You can do an interesting spin on the concept of an evil Superman – such as the streaming series Invincible – but the vast majority of versions on the idea miss some core aspects of Clark Kent’s personality. Be it the idea from some comics that for Clark, Superman is the mask. Clark is the actual person. The small town farm boy from Kansas who was raised by your average hard working couple and used his powers to help others. To be an inspiration to others. To be the ideal. Or the fact from both the comics and various adaptations that the only one who can really hold Superman accountable when he goes too far or makes mistakes is Superman himself. Even his fellow super heroes are normally either below his level or just barely at the top with him so the most they or any human he’s close with can do is criticise bad choices and try and cause him to reflect on his actions. An evil Superman is almost always cartoonishly evil to the point you’d expect him to be a Loony Tunes parody or has some grounding to his evil but still seems to be a take on Superman by someone who either doesn’t understand his appeal or outright doesn’t like him. Long story short? The real Superman would easily fight and destroy any evil version of himself or any equivalent character.

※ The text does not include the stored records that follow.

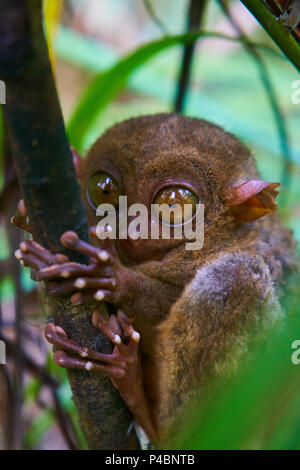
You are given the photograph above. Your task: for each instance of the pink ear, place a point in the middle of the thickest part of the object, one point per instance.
(252, 200)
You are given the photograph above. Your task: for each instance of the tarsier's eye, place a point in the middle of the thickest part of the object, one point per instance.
(103, 189)
(175, 197)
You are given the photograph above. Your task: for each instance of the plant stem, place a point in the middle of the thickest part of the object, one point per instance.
(280, 36)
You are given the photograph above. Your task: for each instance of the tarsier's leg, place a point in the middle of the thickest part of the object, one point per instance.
(123, 366)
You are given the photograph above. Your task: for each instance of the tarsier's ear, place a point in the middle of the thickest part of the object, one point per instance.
(252, 200)
(79, 164)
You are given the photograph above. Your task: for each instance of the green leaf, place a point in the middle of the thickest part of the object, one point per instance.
(105, 87)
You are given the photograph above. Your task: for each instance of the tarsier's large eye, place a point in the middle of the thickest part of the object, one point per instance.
(103, 189)
(176, 197)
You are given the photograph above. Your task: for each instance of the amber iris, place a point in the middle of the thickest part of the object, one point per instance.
(175, 197)
(103, 189)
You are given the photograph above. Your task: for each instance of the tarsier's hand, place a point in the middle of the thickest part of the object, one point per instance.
(103, 278)
(122, 366)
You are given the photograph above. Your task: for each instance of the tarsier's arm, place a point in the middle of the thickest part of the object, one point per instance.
(103, 279)
(213, 315)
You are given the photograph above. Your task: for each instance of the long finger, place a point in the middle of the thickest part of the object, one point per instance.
(72, 269)
(34, 248)
(70, 362)
(72, 241)
(62, 342)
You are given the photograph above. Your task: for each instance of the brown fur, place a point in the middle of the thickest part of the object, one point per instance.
(191, 306)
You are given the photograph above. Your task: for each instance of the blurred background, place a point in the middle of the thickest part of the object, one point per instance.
(248, 93)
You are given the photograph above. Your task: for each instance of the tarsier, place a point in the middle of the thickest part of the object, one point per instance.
(175, 314)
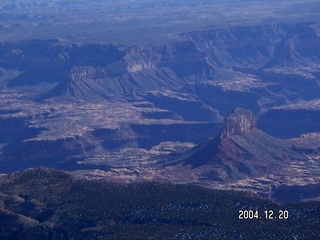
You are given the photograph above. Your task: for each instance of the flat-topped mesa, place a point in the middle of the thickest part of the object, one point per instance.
(237, 122)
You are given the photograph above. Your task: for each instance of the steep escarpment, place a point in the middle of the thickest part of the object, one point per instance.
(241, 150)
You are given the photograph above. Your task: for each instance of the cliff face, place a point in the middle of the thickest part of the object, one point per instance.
(69, 90)
(238, 122)
(241, 150)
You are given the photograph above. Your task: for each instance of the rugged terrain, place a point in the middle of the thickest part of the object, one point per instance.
(106, 105)
(49, 204)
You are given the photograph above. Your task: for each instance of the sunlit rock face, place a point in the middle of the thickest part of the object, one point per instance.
(238, 121)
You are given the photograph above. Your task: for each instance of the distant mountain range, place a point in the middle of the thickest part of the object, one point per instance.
(147, 111)
(48, 204)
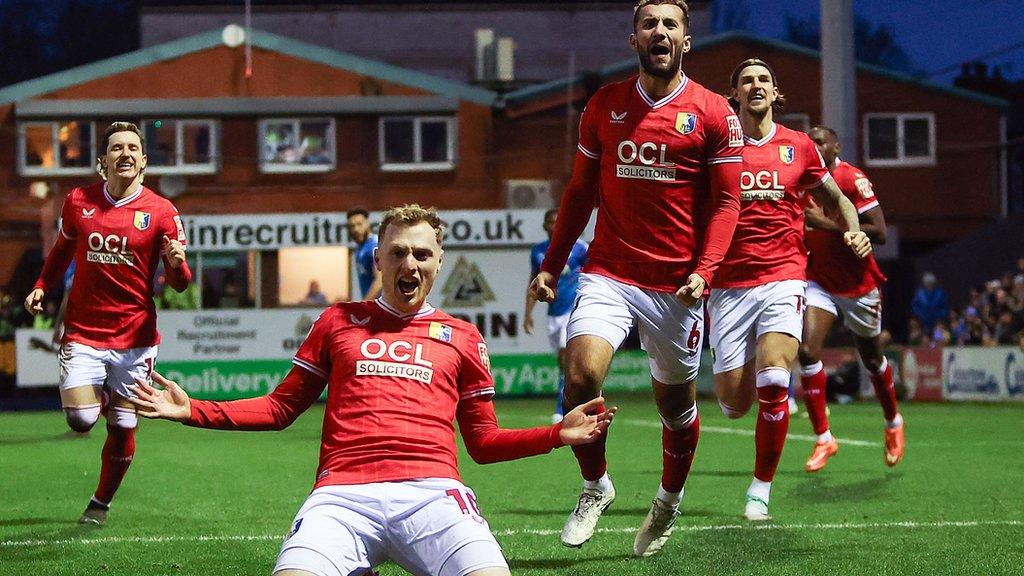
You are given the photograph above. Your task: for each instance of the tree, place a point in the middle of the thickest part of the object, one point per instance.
(872, 44)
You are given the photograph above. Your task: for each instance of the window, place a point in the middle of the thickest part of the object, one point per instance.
(180, 147)
(297, 145)
(899, 139)
(798, 121)
(56, 148)
(417, 144)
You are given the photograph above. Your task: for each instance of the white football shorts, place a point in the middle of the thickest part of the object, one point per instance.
(861, 315)
(739, 316)
(428, 527)
(671, 333)
(116, 369)
(556, 331)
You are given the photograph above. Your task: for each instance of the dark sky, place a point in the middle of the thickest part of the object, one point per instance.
(936, 34)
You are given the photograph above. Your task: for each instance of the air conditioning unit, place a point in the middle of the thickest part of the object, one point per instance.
(528, 194)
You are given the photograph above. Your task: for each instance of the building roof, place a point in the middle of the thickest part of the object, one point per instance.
(617, 70)
(260, 39)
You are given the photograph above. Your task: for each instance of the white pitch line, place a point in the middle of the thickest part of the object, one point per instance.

That same critique of Superman the character is part of the critique levelled at him and other heroes in Superman Vs The Elite. And the response is simple. Superheroes – and Superman in particular – are a dream. People who fight for their dreams. And it doesn’t matter who tries to deconstruct them or how powerful they may be. The heroes are always there to fight. To fight for their dream and to inspire. Because no hero no matter who they are has the power of the law. No one person or small group can be judge, jury and executioner in one. The way of violence, the way of needless slaughter and the way of the Supergod is always easy. And always flawed.

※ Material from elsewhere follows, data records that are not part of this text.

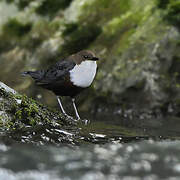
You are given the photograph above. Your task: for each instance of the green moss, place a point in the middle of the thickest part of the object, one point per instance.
(79, 37)
(15, 28)
(172, 9)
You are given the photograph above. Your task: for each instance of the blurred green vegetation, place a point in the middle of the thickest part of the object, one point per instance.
(78, 37)
(172, 11)
(15, 28)
(46, 7)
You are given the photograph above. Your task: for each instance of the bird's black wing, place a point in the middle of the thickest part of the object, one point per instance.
(57, 72)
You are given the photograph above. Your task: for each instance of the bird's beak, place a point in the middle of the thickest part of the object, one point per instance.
(94, 58)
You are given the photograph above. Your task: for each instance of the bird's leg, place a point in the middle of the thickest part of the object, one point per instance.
(75, 109)
(60, 104)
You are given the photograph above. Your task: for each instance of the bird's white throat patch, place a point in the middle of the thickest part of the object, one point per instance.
(82, 75)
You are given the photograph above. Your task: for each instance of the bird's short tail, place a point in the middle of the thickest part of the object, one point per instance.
(34, 74)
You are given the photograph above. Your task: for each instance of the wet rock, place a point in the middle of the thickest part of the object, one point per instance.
(137, 42)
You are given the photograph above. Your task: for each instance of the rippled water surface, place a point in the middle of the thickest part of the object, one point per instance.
(140, 160)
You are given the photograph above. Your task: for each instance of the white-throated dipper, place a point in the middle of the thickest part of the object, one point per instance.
(68, 77)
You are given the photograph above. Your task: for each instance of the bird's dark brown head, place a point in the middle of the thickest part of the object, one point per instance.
(83, 56)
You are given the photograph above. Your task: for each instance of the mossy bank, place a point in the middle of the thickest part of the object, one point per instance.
(137, 42)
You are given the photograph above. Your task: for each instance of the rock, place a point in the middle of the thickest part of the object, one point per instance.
(137, 42)
(26, 121)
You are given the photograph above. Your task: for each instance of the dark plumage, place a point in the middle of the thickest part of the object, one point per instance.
(57, 78)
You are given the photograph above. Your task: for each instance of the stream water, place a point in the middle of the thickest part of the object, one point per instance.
(109, 150)
(147, 160)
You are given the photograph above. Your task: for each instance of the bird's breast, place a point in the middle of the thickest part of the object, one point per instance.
(82, 75)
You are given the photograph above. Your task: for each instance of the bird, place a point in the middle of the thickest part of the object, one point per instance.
(67, 77)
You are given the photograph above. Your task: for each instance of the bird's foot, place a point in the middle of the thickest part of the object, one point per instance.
(69, 117)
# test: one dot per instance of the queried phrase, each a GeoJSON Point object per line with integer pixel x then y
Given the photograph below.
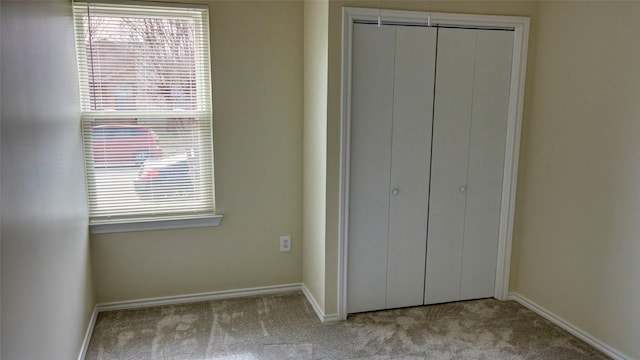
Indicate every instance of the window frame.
{"type": "Point", "coordinates": [118, 223]}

Plus there is always someone stronger. What if they decide they don’t want the Supergod around anymore? Or to be the new Supergod? What happens then? And quite frankly? With the world the way it is currently? We need Superman more than ever. Be it his crazy Golden, Silver or Pre-Crises self with his endless powers, his modern incarnation in the comics and animated movies or the Christopher Reeve version who taught the world to believe a man could fly if only for a few hours. We need more heroes like Superman now and less like the characters from Watchmen and their ilk.

I hope this somewhat extended review will persuade some of you to join me in either enjoying some classic Superman stories across many mediums or giving the character a real chance for the first time or rediscovering some favourites from your days reading classic stories and trade paperbacks.